Madame Figaro

ÉDITO/ « Un feu qui couve »,

- par Alex Lutz.

MMaintenan­t confiné, le couvre-feu me paraît déjà loin. Pourtant, le terme tourne dans mon esprit : un feu couvert. Un feu qui couve. Quelque chose qui bout de partout. Un monde qui semble « s’insupporte­r » de lui-même. Tous les uns contre les autres, alors même qu’un virus nous empêche justement d’être les uns contre les autres, les uns avec les autres. Être « lovés » ensemble devient alors un mirage. Les épreuves de l’époque en font un fantasme. Quelque chose qui n’arrivera pas de sitôt. Quelque chose qui n’est vraiment pas la priorité, l’essentiel. On a parlé de guerre. On repense alors à Churchill. À la question de couper le budget alloué aux arts pour l’effort de guerre, il répondit : « Mais alors, pourquoi nous battons-nous ? » La question est bel et bien là. Inlassable­ment là. Au départ, des hommes et des femmes préhistori­ques devaient surtout survivre, je l’imagine, et pourtant ils ont peint sur les parois de ce qui les protégeait à peine de tout. Aussi, je ne sais pas où sont mes parois, mes interstice­s, mes supports, mes possibles. Mais je dois les trouver. Se protéger. Très bien, nous le ferons, nous écouterons les savants. Mais trouvons nos parois, nos interstice­s, nos supports, nos possibles, car on sait trop ce qu’il advient d’une société quand elle admet leur absence. Elle brunit, elle brûle. La culture n’est au démarrage qu’un esprit qui divague.
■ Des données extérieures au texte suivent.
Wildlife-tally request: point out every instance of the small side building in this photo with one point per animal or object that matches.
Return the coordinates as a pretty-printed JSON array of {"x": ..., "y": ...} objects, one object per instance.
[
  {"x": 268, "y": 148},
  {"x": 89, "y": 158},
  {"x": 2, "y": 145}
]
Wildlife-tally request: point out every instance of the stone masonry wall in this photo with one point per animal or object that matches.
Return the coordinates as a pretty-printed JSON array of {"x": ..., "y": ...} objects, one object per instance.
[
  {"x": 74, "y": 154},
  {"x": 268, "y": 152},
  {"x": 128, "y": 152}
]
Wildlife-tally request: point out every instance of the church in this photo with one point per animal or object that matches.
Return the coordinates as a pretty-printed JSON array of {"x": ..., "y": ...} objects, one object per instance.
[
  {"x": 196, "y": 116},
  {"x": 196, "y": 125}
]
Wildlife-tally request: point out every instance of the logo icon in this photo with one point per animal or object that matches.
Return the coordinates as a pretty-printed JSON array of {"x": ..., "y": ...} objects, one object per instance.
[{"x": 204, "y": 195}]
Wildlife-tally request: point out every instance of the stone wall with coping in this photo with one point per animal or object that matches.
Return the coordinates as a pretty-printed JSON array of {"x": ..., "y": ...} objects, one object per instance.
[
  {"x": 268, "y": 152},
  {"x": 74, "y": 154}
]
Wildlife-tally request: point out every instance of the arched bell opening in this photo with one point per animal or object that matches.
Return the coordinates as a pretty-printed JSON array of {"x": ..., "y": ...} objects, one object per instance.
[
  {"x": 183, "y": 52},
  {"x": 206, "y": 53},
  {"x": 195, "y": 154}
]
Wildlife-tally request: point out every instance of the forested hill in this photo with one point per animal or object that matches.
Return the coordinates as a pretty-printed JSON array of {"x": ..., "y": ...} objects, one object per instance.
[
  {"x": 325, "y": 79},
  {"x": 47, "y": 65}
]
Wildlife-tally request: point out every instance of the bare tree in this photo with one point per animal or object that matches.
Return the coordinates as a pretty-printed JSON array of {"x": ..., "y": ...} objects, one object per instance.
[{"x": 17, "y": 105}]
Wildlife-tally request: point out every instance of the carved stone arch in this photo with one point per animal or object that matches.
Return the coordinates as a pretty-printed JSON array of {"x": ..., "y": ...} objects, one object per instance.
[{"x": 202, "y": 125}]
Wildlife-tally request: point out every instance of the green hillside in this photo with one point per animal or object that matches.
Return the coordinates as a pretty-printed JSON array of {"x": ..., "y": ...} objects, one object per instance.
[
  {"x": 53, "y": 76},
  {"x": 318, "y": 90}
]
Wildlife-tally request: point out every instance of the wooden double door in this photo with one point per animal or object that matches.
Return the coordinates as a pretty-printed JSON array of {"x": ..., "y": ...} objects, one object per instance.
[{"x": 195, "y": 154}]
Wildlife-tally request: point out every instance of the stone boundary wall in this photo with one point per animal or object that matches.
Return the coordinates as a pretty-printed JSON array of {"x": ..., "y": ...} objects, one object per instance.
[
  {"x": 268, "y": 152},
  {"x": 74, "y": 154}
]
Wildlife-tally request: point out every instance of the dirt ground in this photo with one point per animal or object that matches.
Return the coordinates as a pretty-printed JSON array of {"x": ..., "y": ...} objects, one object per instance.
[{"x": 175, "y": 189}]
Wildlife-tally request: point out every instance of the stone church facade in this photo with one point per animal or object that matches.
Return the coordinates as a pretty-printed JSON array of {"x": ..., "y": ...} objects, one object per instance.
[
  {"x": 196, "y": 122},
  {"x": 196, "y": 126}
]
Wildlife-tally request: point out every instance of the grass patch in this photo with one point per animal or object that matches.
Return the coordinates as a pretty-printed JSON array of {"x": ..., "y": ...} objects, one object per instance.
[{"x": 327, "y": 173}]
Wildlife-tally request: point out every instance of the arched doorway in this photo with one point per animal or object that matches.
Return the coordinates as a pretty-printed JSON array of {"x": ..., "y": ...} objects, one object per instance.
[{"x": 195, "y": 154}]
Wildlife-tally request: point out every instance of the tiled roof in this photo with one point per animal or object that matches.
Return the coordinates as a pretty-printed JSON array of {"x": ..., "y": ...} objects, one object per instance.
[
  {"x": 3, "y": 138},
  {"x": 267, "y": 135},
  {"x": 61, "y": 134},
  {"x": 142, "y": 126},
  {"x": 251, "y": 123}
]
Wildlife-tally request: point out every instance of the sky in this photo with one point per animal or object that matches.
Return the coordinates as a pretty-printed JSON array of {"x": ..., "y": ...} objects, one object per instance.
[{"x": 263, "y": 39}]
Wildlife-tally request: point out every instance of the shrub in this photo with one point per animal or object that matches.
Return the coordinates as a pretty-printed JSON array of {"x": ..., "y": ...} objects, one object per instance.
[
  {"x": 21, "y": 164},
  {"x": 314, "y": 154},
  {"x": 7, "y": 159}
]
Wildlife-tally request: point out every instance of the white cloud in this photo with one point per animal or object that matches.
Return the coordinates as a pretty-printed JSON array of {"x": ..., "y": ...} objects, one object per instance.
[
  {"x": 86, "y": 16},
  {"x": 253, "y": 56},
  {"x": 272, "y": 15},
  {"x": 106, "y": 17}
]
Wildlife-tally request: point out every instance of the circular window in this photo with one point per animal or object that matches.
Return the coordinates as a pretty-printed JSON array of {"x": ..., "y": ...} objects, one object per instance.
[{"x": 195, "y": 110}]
Un esprit presque enfantin et naïf qui se dirait : « Tiens, et si je faisais ceci, cela pourrait peut-être devenir cela et permettrai­t alors ceci, cela. » C’est bien l’idée, l’imaginaire lancé comme une fusée de détresse dans les étoiles, qui fait de nous des humains, animaux bien mal adaptés par nos maigres défenses, mais différents, presque magiciens dans nos adaptabili­tés, et forts, presque exclusivem­ent, de l’addition de nos esprits qui, de siècle en siècle, se sont dit : « Tiens, si je faisais ceci… » La culture et la science, l’idée et le savoir ont le même souffle d’enfant finalement. Ne les bagarrons pas, ne les opposons pas, ne les ricanons pas : ils nous font vivre, aimer, prendre plaisir, se soucier, nous ont nourris, grandis. Et même en tombant parfois, même quand nous leur opposions notre ingratitud­e ou nos excès, ils nous ont fait croire bien au-delà de notre seul espoir de survie.